Empleados de la Asamblea Legislativa a punto de pensionarse encuentran en la movilidad laboral un medio para duplicar su cesantía. Treinta y cinco funcionarios han seguido esa ruta al son de ¢330 millones. Poco antes del retiro, se acogen a la movilidad y en lugar de cobrar ocho años de cesantía reciben pago por dieciséis.
La práctica ejemplifica el ingenio de la burocracia para transformar medidas de ahorro en erogaciones adicionales. La movilidad fue pensada para disminuir el aparato estatal ofreciendo incentivos económicos a los funcionarios con el fin de motivarlos a abandonar voluntariamente el cargo.
La existencia de la ley implica una confesión de los excesos de la planilla y de la imposibilidad de racionalizarla si no hay acuerdo de los empleados. El empleo público se ha transformado, en muchos casos, en patrimonio del funcionario. Por eso se les paga por abandonar el cargo. Visto desde otra perspectiva, el Estado, es decir, los contribuyentes, les compran la plaza para no seguirla pagando innecesariamente.
Esa compra no tendría utilidad alguna si la burocracia queda en libertad de reconstituir sus filas con nuevas contrataciones. Por eso la ley estipula el cierre definitivo del puesto abandonado por movilidad laboral. En eso estriba, dice la Asamblea Legislativa, la ventaja de aplicar el sistema a quienes están próximos a pensionarse. Si se jubilaran como cualquier cristiano, se les pagarían los ocho años de cesantía pero la plaza seguiría existiendo y alguien vendría a llenarla.
En otras palabras, la justificación de la plaza depende de la forma en que la abandona su titular. Si se le pagan los beneficios de la movilidad voluntaria, el puesto se torna innecesario. Si la vacante ocurre por otro motivo, es preciso encontrar un sustituto para ejercer funciones de las cuales se pudo haber prescindido.

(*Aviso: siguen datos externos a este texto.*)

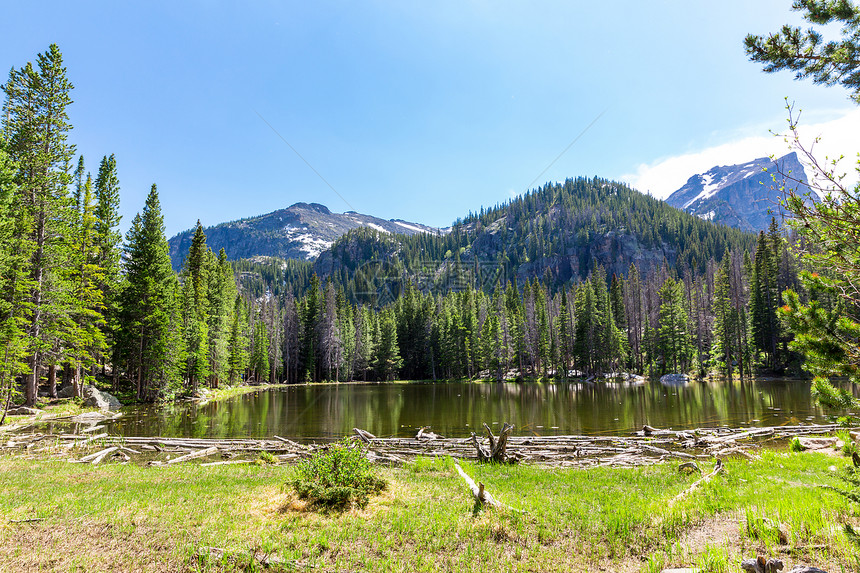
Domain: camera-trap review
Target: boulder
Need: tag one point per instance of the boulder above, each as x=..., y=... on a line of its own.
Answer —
x=23, y=411
x=67, y=391
x=95, y=398
x=816, y=443
x=674, y=380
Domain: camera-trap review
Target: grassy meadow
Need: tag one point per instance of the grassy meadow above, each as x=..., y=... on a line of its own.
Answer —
x=57, y=516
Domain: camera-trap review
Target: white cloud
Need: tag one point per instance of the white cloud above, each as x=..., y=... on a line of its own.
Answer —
x=836, y=137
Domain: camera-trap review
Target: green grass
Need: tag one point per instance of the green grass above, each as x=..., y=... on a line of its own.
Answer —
x=134, y=518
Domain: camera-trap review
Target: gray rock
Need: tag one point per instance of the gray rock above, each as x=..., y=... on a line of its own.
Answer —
x=675, y=380
x=23, y=411
x=66, y=392
x=95, y=398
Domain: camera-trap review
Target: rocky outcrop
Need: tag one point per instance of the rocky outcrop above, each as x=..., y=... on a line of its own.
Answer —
x=301, y=231
x=744, y=196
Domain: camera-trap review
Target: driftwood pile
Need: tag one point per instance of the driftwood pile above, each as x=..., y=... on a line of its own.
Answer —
x=647, y=446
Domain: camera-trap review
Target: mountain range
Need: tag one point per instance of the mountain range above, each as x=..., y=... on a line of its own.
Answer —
x=743, y=196
x=560, y=231
x=301, y=231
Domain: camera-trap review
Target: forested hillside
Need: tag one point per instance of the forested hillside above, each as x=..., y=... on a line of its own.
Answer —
x=575, y=279
x=559, y=233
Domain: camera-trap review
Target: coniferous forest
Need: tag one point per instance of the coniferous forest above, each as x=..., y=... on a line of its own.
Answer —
x=575, y=279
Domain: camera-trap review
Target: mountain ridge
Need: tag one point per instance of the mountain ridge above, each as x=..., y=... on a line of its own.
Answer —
x=301, y=231
x=744, y=196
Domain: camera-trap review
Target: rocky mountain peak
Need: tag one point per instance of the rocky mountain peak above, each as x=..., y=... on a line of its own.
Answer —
x=744, y=196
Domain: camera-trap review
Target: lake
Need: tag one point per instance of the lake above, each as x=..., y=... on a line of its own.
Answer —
x=454, y=409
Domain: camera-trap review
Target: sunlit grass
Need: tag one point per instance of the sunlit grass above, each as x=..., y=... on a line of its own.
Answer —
x=620, y=519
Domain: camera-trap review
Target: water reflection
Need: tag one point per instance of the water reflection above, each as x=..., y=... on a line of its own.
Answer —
x=455, y=409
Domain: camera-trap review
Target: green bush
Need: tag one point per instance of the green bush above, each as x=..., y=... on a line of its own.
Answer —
x=336, y=478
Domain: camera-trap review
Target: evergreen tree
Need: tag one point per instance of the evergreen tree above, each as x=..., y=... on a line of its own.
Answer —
x=14, y=283
x=387, y=361
x=109, y=242
x=36, y=125
x=807, y=54
x=237, y=354
x=674, y=337
x=196, y=309
x=148, y=306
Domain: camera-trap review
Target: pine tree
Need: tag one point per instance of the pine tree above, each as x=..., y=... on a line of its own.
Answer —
x=83, y=303
x=221, y=294
x=260, y=350
x=109, y=241
x=237, y=353
x=387, y=361
x=36, y=125
x=148, y=306
x=14, y=283
x=196, y=309
x=674, y=337
x=807, y=54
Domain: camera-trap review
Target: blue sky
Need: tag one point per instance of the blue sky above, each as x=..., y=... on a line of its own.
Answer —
x=419, y=111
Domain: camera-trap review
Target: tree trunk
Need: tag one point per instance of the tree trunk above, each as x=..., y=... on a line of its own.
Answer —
x=52, y=380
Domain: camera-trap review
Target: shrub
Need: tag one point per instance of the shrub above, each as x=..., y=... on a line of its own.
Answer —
x=337, y=477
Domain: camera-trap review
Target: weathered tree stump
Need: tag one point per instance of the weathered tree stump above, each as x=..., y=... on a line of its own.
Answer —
x=497, y=452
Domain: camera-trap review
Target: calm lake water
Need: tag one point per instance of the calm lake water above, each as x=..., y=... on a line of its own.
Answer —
x=455, y=409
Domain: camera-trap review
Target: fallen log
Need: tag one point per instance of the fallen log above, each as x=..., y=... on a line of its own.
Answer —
x=98, y=455
x=718, y=469
x=364, y=435
x=227, y=463
x=290, y=443
x=481, y=495
x=497, y=452
x=194, y=455
x=761, y=565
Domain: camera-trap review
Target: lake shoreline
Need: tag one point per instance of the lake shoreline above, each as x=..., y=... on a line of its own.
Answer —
x=170, y=518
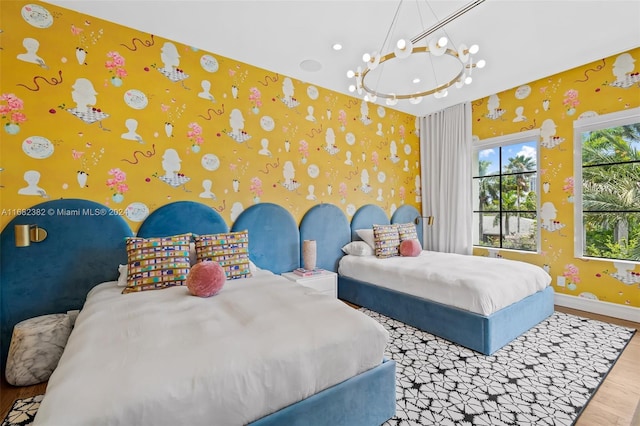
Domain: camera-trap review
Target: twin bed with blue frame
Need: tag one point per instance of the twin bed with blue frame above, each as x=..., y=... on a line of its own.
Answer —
x=55, y=275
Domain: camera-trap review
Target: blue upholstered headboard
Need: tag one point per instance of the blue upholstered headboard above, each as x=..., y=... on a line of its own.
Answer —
x=328, y=225
x=274, y=238
x=365, y=217
x=409, y=214
x=182, y=217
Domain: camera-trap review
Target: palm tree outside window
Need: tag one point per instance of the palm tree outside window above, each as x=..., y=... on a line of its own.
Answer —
x=505, y=192
x=608, y=201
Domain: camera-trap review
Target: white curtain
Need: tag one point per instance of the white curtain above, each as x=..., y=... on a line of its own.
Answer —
x=445, y=146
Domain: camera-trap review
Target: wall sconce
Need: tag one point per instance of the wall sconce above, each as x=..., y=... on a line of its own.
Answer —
x=27, y=234
x=429, y=220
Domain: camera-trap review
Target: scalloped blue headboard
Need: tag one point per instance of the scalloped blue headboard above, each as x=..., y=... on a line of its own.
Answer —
x=409, y=214
x=181, y=217
x=329, y=226
x=274, y=238
x=83, y=248
x=365, y=217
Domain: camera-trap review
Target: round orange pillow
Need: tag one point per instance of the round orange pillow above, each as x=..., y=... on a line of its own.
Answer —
x=205, y=279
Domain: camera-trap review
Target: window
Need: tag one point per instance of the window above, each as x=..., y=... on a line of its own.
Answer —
x=607, y=204
x=505, y=192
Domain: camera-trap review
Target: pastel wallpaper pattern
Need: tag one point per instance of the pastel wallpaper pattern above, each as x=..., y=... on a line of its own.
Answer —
x=552, y=104
x=95, y=110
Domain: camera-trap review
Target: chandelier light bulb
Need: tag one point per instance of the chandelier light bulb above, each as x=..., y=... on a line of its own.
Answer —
x=436, y=48
x=374, y=62
x=403, y=49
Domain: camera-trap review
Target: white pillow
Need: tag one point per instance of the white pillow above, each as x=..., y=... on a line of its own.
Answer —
x=367, y=236
x=358, y=248
x=122, y=278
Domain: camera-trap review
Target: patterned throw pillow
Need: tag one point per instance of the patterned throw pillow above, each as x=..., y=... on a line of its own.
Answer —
x=230, y=250
x=407, y=231
x=387, y=241
x=156, y=263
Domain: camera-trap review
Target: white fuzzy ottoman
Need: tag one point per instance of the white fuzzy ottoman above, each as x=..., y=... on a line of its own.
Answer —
x=35, y=349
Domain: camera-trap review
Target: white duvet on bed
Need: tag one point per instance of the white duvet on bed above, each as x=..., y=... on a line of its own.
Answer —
x=478, y=284
x=164, y=357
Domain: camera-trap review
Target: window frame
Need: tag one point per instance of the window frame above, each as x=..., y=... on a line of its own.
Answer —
x=581, y=125
x=502, y=141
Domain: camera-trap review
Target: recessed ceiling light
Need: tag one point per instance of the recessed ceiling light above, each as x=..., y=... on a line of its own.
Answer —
x=310, y=65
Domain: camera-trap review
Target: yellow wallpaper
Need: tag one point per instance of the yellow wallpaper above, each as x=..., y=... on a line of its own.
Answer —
x=551, y=105
x=98, y=111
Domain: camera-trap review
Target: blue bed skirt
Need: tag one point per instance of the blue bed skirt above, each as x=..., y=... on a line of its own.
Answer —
x=485, y=334
x=367, y=399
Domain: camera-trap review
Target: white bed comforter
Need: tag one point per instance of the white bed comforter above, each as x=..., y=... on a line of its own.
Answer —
x=478, y=284
x=165, y=357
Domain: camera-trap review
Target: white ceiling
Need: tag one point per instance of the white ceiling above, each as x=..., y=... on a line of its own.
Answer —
x=521, y=40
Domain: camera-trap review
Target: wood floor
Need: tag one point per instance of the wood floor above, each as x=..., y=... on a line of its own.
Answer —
x=614, y=404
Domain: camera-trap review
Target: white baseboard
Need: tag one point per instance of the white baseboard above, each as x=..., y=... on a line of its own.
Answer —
x=609, y=309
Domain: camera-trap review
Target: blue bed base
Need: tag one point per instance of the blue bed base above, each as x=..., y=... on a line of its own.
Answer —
x=484, y=334
x=81, y=251
x=355, y=402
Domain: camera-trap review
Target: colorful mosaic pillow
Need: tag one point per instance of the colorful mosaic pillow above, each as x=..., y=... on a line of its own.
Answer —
x=156, y=263
x=230, y=250
x=386, y=240
x=407, y=231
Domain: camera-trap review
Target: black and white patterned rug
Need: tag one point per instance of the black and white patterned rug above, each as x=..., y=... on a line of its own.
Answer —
x=544, y=377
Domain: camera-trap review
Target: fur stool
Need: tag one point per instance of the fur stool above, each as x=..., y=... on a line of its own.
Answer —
x=35, y=349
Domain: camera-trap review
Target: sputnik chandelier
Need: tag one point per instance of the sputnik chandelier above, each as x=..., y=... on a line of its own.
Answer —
x=446, y=64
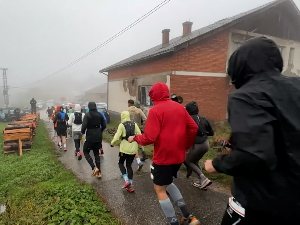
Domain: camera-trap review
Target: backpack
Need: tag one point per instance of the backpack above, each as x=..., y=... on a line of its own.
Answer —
x=78, y=118
x=129, y=128
x=62, y=115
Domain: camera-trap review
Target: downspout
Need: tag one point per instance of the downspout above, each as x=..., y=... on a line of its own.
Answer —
x=106, y=89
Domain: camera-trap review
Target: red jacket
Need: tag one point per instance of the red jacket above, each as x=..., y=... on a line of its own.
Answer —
x=169, y=127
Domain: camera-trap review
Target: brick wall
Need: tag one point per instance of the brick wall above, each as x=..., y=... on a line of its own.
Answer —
x=211, y=94
x=208, y=55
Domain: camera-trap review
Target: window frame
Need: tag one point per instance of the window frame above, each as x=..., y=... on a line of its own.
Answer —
x=140, y=96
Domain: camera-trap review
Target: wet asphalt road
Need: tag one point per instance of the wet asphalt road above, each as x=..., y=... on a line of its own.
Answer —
x=141, y=207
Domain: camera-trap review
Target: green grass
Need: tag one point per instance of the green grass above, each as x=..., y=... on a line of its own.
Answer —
x=221, y=131
x=39, y=190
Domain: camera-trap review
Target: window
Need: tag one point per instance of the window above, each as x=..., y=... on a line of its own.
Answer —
x=291, y=56
x=235, y=46
x=144, y=97
x=281, y=48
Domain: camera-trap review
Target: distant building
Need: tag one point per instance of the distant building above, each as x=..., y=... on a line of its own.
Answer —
x=194, y=65
x=97, y=94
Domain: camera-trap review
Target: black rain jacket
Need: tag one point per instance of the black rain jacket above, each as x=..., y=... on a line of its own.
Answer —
x=264, y=114
x=93, y=124
x=204, y=127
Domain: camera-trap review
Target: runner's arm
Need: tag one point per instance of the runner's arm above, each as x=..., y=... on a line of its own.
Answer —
x=84, y=124
x=191, y=131
x=103, y=123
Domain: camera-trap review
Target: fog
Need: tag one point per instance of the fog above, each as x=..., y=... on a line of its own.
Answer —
x=39, y=37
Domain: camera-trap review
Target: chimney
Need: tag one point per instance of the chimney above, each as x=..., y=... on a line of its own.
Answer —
x=165, y=37
x=187, y=28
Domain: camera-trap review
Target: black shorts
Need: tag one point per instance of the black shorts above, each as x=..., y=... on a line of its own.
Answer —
x=61, y=131
x=163, y=174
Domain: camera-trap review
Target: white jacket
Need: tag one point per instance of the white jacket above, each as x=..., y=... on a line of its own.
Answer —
x=75, y=127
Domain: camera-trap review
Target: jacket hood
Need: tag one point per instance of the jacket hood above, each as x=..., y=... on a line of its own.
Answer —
x=137, y=104
x=92, y=106
x=192, y=108
x=255, y=56
x=159, y=92
x=125, y=116
x=77, y=108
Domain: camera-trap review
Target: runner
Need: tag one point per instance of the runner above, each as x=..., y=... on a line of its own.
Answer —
x=138, y=117
x=172, y=131
x=127, y=150
x=101, y=151
x=201, y=146
x=75, y=122
x=33, y=106
x=52, y=118
x=265, y=130
x=69, y=112
x=49, y=112
x=60, y=120
x=93, y=124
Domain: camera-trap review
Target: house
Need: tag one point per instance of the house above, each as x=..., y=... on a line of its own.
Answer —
x=97, y=94
x=194, y=65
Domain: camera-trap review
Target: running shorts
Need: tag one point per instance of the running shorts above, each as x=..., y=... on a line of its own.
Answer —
x=77, y=135
x=163, y=174
x=61, y=131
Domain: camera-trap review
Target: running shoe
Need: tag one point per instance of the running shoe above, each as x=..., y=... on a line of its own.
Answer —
x=79, y=156
x=190, y=221
x=126, y=185
x=140, y=166
x=95, y=172
x=130, y=189
x=203, y=184
x=99, y=175
x=144, y=159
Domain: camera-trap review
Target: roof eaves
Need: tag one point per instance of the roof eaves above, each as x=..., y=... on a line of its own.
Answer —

Antonio Ayales, director ejecutivo de la Asamblea Legislativa, no recuerda el cierre de una sola plaza porque el titular se haya pensionado. La explicación de ese fenómeno no guarda relación alguna con la movilidad laboral, sino con la falta de voluntad política, como bien lo señaló el diputado Mario Redondo. Es cuestión de aprovechar el fin de la relación laboral por cualquier motivo, incluida la jubilación, para eliminar la plaza aunque la ley no lo exija, porque ni el derecho ni las exigencias prácticas imponen la obligación de llenarla. Debería ser así de sencillo pero, en ese caso, las políticas de contratación responderían a una racionalidad inaceptable en el Estado costarricense.